Tributes to 'backbone' of New Forest Cricket Club Association, Ray Mortimer
RAY Mortimer, described as the “backbone of the New Forest Cricket Club Association”, has died aged 84.
Ray did an enormous amount of work behind the scenes for local cricket – helping to amalgamate the New Forest Cricket Club Association (NFCCA) into the Hampshire Cricket League, and he spent spells as NFCCA chair, secretary, competition secretary and fixture secretary.
He was elected as president in 2018 when he retired from its committee, which was a role he continued until his passing.
NFCCA secretary Alan Sturgess added: “Ray was the backbone of the NFCCA for many years.
The association could have folded once the New Forest leagues were amalgamated into the Hampshire pyramid system without his energy and enthusiasm.
“He was passionate about local cricket and cricket being played on the Forest grounds.”
Ray was a mainstay for Woodgreen Cricket Club, having moved to the village in the mid-1980s, twice winning its Tony Angel Clubperson of the Year award and acting as a trustee, umpire and groundsman, having played for the club until he was well past retirement age.

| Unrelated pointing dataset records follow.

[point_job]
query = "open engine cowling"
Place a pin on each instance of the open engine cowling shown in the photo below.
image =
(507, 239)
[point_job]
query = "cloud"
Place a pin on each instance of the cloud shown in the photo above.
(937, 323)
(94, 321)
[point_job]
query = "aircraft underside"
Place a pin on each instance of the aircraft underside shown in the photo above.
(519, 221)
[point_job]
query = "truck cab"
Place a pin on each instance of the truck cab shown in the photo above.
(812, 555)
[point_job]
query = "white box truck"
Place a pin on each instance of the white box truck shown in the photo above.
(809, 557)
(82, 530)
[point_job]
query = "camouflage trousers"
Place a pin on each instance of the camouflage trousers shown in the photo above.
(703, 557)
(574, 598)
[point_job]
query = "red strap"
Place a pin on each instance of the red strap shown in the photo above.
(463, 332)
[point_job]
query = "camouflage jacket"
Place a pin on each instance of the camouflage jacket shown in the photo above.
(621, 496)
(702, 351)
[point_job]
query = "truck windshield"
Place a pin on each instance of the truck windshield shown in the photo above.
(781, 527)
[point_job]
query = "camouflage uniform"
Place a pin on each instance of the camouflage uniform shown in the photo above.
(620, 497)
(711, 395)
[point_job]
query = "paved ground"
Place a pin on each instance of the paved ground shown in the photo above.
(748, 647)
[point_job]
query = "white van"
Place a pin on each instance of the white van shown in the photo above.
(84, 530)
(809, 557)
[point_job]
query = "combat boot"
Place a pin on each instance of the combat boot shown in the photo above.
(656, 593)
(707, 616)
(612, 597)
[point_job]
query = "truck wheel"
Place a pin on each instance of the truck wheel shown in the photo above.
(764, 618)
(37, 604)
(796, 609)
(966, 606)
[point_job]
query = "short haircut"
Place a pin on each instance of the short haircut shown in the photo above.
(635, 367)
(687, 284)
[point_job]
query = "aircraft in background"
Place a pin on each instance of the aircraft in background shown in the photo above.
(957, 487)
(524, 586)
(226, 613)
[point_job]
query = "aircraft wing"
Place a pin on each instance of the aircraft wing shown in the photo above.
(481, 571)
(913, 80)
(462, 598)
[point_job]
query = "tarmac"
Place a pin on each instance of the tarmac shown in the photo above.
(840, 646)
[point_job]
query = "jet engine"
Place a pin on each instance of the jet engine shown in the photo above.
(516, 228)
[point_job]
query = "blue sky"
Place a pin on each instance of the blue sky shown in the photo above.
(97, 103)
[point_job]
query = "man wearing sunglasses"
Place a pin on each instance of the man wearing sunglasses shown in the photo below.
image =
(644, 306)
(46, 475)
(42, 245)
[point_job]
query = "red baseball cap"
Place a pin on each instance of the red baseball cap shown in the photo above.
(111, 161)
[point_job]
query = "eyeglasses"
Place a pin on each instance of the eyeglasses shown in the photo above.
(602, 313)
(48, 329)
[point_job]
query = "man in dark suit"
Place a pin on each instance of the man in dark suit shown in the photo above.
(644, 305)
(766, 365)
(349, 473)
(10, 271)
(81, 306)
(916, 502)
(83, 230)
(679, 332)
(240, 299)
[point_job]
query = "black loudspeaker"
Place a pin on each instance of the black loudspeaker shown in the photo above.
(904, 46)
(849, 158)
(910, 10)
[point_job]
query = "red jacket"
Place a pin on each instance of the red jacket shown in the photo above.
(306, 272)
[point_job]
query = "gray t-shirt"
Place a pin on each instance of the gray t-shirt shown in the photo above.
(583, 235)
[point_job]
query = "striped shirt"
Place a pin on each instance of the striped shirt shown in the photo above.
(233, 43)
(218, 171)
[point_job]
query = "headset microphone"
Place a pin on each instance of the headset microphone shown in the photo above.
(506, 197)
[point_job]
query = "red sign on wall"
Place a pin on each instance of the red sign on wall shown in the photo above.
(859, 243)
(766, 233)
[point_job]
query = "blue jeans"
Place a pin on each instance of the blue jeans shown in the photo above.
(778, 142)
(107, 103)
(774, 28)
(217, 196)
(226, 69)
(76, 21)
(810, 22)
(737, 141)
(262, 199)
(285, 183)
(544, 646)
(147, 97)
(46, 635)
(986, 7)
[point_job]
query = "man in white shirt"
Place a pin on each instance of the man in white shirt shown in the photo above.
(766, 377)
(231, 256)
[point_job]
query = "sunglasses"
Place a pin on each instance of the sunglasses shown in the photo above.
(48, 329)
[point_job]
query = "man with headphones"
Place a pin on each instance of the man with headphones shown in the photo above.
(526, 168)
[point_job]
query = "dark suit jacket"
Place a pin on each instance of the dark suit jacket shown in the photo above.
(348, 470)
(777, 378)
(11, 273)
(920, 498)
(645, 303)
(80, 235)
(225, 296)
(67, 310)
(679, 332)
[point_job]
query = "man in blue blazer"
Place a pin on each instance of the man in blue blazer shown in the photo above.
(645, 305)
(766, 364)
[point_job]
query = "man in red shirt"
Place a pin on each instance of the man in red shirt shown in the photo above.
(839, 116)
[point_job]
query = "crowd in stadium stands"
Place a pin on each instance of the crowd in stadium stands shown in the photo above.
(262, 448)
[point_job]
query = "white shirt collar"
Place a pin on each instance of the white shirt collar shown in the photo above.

Ray’s most cherished cricketing memory was taking a hat-trick bowling for Woodgreen at the ripe old age of 70.
A cricket fanatic, Ray had been a very capable player in his youth, turning out for top sides in Somerset and North Devon.
He spent his longest spell with Woodgreen and loved the club so much his last request – for his club cap to be carried atop of his coffin – will be honoured at his funeral.
Ray was also well known in the village for his stints on Woodgreen Parish Council and the village’s Neighbourhood Watch group.
Born in Stratford, Ray was evacuated to Swindon during the war aged just three and lived with a family who adopted him when he was 12.
He studied at a grammar school, achieved seven O-levels, and first worked for Great Western Railway.
Ray did his National Service at Lineham, Wiltshire, where he was a meteorologist before working for Pressed Steel as a consultant and as a milkman and window cleaner.
In 1961 he joined the Prudential insurance company, a place where he spent more than three decades working and also met his beloved wife, Lucy.
The pair married in 1964 in a church at Chiseldon, Swindon, and were devoted to each other.
Lucy said: “I have had letters and cards and they all say what a lovely guy Ray was.
“He really just was a nice guy and a great all round sportsman.
“He loved all sports, football, cricket, golf, but especially cricket – that was his life, really.”
The Hampshire Cricket Board said in a statement: “Ray was a great champion of cricket in the New Forest, not just in terms of playing and organising, but also for looking forward to see what might need to be done to secure the future of Forest clubs.
“Many clubs based in small towns and villages had little right of tenure on their grounds and consequently limited opportunity to make improvements or to secure grant aid.
“Ray was tireless in his efforts to bring these problems to light, and point to the need for change.”